22 . La Cour en a conclu que :

"un État membre ne saurait, en vertu de la réserve relative à l' ordre public inscrite aux articles 48 et 56 du traité, éloigner de son territoire un ressortissant d' un autre État membre ou lui refuser l' accès du territoire en raison d' un comportement qui, dans le chef des propres ressortissants du premier État, ne donne pas lieu à des mesures répressives ou à d' autres mesures réelles et effectives destinées à combattre ce comportement ".
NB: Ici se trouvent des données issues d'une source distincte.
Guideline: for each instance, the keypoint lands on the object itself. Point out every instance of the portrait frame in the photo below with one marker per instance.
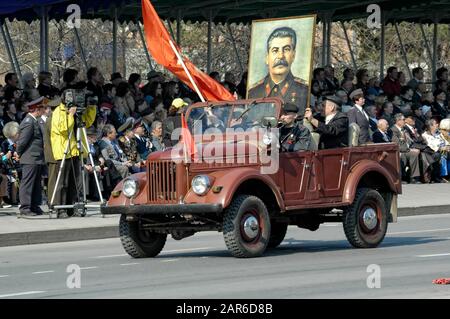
(302, 66)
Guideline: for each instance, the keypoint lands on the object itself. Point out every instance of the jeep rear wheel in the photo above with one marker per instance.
(246, 226)
(277, 233)
(138, 242)
(365, 221)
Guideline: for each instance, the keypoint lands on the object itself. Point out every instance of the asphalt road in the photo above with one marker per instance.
(308, 264)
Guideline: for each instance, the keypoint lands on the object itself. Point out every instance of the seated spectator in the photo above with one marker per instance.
(116, 78)
(143, 144)
(348, 75)
(45, 86)
(359, 116)
(387, 113)
(231, 82)
(242, 86)
(417, 78)
(134, 82)
(157, 137)
(440, 145)
(391, 86)
(95, 82)
(409, 157)
(170, 92)
(10, 114)
(372, 112)
(11, 84)
(111, 151)
(30, 92)
(406, 97)
(402, 79)
(123, 99)
(427, 155)
(362, 80)
(439, 109)
(418, 94)
(382, 134)
(330, 79)
(419, 119)
(346, 106)
(11, 169)
(334, 131)
(215, 76)
(70, 79)
(128, 144)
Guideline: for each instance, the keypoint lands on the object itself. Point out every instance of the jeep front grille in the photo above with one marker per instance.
(162, 182)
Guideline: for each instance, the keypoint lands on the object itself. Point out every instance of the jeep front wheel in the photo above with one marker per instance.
(277, 233)
(246, 226)
(138, 242)
(365, 221)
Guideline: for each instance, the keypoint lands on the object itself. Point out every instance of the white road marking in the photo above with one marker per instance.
(110, 256)
(185, 250)
(43, 272)
(22, 294)
(434, 255)
(419, 231)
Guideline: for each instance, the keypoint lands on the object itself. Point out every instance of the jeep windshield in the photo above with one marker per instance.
(219, 117)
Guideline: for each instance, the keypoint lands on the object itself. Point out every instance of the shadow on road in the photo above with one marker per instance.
(294, 246)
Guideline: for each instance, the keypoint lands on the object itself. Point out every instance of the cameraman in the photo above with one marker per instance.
(65, 119)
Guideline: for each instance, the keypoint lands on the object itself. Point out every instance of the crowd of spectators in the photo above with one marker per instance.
(136, 117)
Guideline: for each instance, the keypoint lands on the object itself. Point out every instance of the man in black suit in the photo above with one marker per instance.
(359, 116)
(409, 156)
(334, 132)
(30, 148)
(382, 134)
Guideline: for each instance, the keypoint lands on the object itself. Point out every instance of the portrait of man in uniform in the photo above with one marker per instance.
(286, 60)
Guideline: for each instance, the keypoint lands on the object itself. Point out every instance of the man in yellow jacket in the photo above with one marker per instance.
(63, 122)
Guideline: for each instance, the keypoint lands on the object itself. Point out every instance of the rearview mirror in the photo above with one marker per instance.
(269, 121)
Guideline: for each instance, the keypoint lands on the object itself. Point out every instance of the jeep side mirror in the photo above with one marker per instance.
(269, 121)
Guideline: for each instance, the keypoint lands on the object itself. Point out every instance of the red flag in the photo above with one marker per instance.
(158, 44)
(190, 151)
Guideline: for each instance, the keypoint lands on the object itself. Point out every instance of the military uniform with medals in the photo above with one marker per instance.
(294, 138)
(291, 90)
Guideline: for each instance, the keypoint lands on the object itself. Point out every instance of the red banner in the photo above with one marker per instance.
(158, 43)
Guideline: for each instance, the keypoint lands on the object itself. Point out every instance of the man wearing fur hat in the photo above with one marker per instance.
(30, 148)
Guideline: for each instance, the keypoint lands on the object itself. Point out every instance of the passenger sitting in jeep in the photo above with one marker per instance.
(293, 135)
(334, 132)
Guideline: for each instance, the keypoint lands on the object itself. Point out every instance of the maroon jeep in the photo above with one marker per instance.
(238, 183)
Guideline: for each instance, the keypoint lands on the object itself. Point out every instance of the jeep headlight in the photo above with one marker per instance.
(130, 187)
(201, 184)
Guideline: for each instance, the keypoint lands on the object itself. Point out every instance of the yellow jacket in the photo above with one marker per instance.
(62, 124)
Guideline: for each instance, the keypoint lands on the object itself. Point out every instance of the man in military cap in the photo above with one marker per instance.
(293, 135)
(281, 47)
(30, 148)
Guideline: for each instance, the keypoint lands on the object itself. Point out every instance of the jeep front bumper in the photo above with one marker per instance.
(170, 209)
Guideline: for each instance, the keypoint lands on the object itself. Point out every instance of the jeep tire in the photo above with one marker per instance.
(277, 233)
(365, 220)
(137, 242)
(246, 226)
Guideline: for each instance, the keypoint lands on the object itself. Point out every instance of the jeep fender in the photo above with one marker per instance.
(230, 180)
(361, 169)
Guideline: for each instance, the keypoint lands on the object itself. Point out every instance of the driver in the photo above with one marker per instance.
(293, 135)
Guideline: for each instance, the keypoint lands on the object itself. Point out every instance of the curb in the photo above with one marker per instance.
(77, 234)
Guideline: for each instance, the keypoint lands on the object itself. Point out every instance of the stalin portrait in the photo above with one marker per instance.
(281, 47)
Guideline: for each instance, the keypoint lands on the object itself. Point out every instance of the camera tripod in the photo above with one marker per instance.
(78, 207)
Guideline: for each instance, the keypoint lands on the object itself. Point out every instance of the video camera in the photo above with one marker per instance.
(79, 98)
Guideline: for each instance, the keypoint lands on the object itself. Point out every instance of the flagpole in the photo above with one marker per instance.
(187, 71)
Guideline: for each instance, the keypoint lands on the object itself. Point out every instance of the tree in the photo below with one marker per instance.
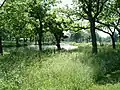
(90, 10)
(38, 11)
(56, 25)
(1, 17)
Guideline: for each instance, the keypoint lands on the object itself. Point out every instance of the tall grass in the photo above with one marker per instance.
(28, 70)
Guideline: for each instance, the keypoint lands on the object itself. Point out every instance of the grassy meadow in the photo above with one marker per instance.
(25, 69)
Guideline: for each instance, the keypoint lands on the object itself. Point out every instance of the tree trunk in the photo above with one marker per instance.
(1, 48)
(58, 45)
(93, 35)
(57, 42)
(17, 42)
(40, 36)
(113, 42)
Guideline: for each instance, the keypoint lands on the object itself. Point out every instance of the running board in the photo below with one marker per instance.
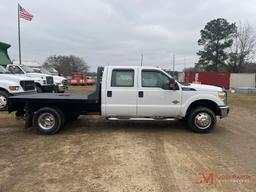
(140, 119)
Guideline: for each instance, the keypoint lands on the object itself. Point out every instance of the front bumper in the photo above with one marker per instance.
(24, 93)
(47, 88)
(224, 111)
(60, 88)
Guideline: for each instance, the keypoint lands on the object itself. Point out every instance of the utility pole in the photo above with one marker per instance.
(141, 60)
(185, 62)
(173, 64)
(19, 34)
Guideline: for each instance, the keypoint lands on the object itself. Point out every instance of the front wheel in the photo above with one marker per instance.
(3, 100)
(201, 120)
(48, 120)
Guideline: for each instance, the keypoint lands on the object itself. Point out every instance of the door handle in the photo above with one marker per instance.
(109, 93)
(141, 94)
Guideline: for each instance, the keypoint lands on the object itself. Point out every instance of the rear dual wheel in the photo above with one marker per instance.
(48, 120)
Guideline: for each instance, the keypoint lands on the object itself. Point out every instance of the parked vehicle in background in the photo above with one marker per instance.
(78, 79)
(90, 81)
(131, 93)
(43, 82)
(60, 83)
(13, 85)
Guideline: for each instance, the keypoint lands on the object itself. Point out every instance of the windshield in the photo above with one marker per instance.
(45, 71)
(3, 70)
(27, 69)
(42, 70)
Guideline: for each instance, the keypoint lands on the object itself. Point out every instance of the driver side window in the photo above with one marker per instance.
(15, 70)
(152, 78)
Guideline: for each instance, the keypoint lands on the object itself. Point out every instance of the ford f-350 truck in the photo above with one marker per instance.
(127, 92)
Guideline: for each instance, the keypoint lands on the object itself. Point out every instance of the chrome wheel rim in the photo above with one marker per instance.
(3, 101)
(203, 120)
(46, 121)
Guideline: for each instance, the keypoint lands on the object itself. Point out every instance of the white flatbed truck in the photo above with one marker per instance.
(127, 92)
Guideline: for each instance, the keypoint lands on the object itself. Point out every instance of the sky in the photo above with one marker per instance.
(117, 32)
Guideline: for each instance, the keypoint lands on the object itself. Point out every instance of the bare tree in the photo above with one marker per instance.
(243, 49)
(66, 65)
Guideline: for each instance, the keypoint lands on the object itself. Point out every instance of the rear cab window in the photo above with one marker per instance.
(122, 78)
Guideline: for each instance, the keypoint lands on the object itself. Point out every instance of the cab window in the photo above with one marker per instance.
(15, 70)
(153, 78)
(122, 78)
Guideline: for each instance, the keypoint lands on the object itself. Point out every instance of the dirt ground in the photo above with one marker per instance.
(96, 155)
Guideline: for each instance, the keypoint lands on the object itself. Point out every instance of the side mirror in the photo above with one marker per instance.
(172, 84)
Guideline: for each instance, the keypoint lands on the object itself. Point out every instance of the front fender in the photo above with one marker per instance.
(197, 97)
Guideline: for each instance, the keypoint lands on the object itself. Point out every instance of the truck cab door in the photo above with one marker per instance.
(121, 92)
(155, 96)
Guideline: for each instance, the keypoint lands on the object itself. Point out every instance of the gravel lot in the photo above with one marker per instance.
(96, 155)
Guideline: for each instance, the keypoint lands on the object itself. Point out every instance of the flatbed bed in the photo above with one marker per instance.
(54, 97)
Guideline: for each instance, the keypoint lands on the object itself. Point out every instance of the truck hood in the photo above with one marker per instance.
(37, 75)
(200, 87)
(11, 77)
(58, 79)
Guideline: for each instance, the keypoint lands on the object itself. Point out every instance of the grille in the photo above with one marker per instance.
(65, 83)
(27, 85)
(49, 80)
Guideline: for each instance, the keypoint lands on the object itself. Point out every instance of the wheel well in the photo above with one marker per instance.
(2, 89)
(204, 103)
(38, 84)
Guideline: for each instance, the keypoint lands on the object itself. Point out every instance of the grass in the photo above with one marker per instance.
(243, 100)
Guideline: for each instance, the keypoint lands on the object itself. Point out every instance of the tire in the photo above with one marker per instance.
(4, 100)
(48, 120)
(202, 120)
(38, 89)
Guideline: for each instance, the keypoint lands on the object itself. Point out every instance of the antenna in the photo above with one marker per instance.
(141, 60)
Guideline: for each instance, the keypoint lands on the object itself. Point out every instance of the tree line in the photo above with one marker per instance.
(226, 46)
(66, 65)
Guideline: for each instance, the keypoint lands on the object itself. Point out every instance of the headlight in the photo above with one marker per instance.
(222, 95)
(14, 88)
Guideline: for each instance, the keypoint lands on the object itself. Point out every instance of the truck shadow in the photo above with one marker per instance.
(102, 125)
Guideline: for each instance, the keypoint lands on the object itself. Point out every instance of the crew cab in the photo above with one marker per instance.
(43, 82)
(127, 92)
(60, 83)
(13, 85)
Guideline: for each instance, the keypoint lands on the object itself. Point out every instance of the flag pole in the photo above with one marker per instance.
(19, 33)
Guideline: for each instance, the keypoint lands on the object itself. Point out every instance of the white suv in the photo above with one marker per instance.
(43, 82)
(13, 85)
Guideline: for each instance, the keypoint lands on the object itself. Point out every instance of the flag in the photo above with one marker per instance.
(25, 14)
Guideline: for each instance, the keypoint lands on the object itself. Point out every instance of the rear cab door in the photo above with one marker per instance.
(120, 91)
(155, 98)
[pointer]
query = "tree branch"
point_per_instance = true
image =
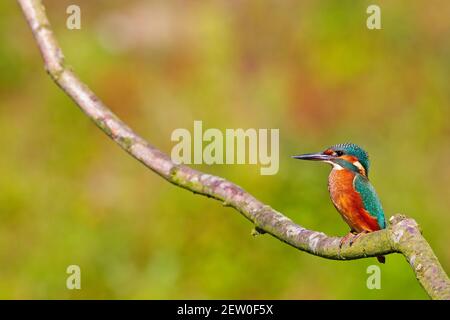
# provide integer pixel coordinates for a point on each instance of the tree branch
(402, 236)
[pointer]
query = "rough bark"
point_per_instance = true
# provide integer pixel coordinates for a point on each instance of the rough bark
(402, 236)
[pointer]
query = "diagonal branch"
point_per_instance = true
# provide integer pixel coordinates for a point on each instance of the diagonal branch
(403, 235)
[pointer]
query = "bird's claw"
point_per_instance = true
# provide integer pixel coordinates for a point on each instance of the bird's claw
(351, 238)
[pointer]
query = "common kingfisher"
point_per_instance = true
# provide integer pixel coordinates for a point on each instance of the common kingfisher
(350, 190)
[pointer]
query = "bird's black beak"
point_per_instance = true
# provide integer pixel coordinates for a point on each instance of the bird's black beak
(314, 157)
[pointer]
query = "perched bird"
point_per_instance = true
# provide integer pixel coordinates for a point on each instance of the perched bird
(350, 189)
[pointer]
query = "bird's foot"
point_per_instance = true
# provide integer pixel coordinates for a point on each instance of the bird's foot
(356, 236)
(346, 238)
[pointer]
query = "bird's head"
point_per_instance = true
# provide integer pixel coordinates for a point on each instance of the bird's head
(342, 156)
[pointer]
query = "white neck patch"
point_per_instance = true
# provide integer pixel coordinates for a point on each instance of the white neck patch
(359, 166)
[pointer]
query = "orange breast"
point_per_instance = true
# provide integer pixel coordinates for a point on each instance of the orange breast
(349, 203)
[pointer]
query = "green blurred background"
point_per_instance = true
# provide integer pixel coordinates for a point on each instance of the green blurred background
(69, 195)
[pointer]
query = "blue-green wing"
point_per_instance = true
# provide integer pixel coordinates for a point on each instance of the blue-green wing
(370, 199)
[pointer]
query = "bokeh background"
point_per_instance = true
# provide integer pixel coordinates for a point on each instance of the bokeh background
(69, 195)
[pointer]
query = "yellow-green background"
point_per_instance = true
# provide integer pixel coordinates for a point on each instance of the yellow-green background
(69, 195)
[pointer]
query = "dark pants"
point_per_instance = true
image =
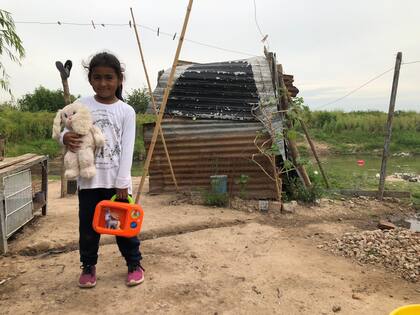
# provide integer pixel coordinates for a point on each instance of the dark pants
(89, 239)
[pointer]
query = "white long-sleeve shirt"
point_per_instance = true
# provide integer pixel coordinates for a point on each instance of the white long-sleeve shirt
(113, 161)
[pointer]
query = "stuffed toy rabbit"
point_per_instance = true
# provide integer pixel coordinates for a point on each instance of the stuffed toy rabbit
(76, 117)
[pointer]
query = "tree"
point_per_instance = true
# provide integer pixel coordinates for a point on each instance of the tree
(139, 99)
(10, 44)
(43, 99)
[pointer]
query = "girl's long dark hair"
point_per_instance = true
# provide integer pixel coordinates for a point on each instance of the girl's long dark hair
(104, 59)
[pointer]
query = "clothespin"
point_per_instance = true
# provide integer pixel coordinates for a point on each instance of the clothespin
(264, 38)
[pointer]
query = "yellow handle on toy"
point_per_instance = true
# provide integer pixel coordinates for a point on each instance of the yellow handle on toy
(129, 199)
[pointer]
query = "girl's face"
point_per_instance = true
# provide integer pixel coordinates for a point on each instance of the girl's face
(105, 81)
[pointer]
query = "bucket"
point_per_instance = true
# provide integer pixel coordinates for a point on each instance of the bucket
(413, 309)
(118, 218)
(218, 184)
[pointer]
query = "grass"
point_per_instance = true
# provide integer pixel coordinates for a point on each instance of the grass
(343, 172)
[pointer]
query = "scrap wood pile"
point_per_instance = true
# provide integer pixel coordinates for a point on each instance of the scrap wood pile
(397, 250)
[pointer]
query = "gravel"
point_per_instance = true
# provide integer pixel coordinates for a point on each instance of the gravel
(397, 250)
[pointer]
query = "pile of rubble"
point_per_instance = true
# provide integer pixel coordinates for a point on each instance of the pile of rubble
(397, 250)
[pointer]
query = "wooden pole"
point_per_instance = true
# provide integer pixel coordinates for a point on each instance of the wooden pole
(292, 145)
(311, 144)
(389, 125)
(164, 101)
(66, 93)
(153, 102)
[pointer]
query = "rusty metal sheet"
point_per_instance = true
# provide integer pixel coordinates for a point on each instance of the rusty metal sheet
(201, 148)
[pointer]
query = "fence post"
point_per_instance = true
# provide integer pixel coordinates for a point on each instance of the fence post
(389, 125)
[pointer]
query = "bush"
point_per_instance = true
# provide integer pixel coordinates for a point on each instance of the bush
(215, 199)
(43, 99)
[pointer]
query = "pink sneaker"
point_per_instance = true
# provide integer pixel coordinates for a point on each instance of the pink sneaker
(135, 275)
(88, 277)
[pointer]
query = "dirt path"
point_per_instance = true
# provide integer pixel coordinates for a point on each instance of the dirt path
(224, 262)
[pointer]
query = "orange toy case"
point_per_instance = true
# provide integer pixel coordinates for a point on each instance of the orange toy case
(118, 218)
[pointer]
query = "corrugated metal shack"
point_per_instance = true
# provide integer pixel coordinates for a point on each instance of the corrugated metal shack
(209, 126)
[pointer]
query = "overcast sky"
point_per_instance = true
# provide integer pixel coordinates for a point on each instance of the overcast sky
(331, 47)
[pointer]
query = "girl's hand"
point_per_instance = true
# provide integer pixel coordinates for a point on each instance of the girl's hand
(72, 141)
(122, 193)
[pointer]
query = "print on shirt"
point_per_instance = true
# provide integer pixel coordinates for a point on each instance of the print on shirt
(108, 156)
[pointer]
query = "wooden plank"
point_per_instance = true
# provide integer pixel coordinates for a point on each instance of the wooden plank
(3, 239)
(13, 160)
(163, 104)
(374, 193)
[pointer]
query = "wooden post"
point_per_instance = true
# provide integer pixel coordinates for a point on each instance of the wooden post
(311, 144)
(2, 147)
(153, 102)
(164, 101)
(389, 125)
(44, 184)
(285, 97)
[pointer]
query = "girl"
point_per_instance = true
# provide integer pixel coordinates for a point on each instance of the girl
(117, 121)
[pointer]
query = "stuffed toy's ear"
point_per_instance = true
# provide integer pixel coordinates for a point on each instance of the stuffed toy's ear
(57, 125)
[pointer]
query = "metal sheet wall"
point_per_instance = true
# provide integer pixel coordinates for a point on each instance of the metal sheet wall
(201, 148)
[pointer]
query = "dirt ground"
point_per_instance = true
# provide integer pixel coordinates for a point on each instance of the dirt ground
(202, 260)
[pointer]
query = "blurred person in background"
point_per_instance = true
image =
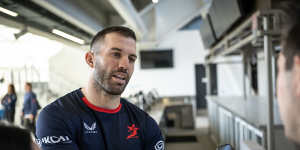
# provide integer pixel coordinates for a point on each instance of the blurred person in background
(15, 138)
(30, 108)
(9, 103)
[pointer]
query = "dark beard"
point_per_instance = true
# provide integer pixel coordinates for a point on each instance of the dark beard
(101, 81)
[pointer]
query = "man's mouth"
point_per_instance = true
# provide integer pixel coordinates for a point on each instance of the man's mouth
(119, 77)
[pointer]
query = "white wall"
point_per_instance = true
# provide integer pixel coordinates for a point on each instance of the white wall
(230, 79)
(68, 70)
(178, 81)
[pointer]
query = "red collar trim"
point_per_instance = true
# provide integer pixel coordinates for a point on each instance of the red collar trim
(96, 108)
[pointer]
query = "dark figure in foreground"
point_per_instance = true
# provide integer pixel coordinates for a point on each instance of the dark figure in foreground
(288, 81)
(15, 138)
(30, 108)
(9, 103)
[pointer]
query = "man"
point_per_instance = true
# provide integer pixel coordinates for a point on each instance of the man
(15, 138)
(288, 81)
(96, 117)
(30, 108)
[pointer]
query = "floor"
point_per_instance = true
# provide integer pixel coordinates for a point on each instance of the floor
(201, 132)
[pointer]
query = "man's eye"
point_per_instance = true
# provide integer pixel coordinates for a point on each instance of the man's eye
(117, 54)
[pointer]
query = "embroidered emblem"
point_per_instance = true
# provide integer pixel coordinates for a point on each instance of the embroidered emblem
(159, 145)
(90, 129)
(132, 132)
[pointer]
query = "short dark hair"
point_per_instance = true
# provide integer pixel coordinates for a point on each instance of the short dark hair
(113, 29)
(290, 34)
(14, 138)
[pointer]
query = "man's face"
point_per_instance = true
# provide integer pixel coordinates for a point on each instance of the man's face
(114, 63)
(287, 85)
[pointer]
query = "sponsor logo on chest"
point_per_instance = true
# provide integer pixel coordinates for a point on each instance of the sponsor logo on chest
(53, 140)
(90, 129)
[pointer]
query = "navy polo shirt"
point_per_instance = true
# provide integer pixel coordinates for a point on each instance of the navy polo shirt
(73, 123)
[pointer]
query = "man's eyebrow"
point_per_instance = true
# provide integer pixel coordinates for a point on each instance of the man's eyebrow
(133, 55)
(118, 49)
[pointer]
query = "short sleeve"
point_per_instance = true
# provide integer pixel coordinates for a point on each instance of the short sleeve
(52, 132)
(153, 137)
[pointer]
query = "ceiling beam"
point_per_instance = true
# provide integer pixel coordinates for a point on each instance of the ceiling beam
(126, 9)
(71, 13)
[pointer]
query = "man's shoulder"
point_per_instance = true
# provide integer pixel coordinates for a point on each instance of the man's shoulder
(133, 107)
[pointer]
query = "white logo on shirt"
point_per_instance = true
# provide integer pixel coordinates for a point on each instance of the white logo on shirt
(90, 129)
(53, 140)
(159, 145)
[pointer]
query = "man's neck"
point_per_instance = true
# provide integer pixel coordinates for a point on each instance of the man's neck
(100, 98)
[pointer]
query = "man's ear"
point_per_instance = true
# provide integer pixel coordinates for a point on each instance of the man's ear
(296, 74)
(89, 58)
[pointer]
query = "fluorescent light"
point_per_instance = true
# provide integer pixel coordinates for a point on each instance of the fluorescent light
(8, 12)
(68, 36)
(155, 1)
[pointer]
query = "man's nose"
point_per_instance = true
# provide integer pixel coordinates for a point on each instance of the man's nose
(124, 63)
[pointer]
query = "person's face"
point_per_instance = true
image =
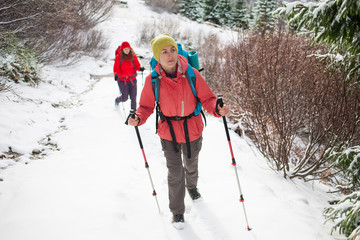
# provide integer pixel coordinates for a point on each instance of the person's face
(126, 50)
(168, 59)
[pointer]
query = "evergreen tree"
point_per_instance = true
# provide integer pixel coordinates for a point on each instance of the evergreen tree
(335, 22)
(183, 7)
(195, 10)
(209, 11)
(264, 18)
(238, 15)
23 . Il résulte à coup sûr de ce qui précède qu' un État membre qui ne dispose pas de normes en matière de conditions de logement ne saurait en opposer aux seuls travailleurs migrants, même pas lors de la première installation des membres de leur famille .

24 . Il en résulte également qu' un État membre qui dispose de telles normes, mais ne prend pas de mesures répressives à l' égard de ceux de ses ressortissants qui ne les respectent pas, ne saurait pas non plus prendre des mesures répressives à l' égard des travailleurs migrants et de leur famille .

25 . A notre avis, il en résulte, en outre, qu' un État membre qui prend des mesures répressives à l' égard de ses propres ressortissants ne saurait toutefois pas aller jusqu' à retirer le droit de séjour aux membres de la famille d' un travailleur migrant s' il devait s' avérer que le logement dont celui-ci dispose devient insuffisant au cours de leur séjour en commun .

26 . En effet, il n' y a aucune commune mesure entre, d' un côté, une amende, ou même l' expulsion forcée du logement en question et, d' un autre côté, le retrait ou le refus de prorogation de l' autorisation de séjour qui équivaut, en dernière instance, au renvoi pur et simple dans le pays d' origine .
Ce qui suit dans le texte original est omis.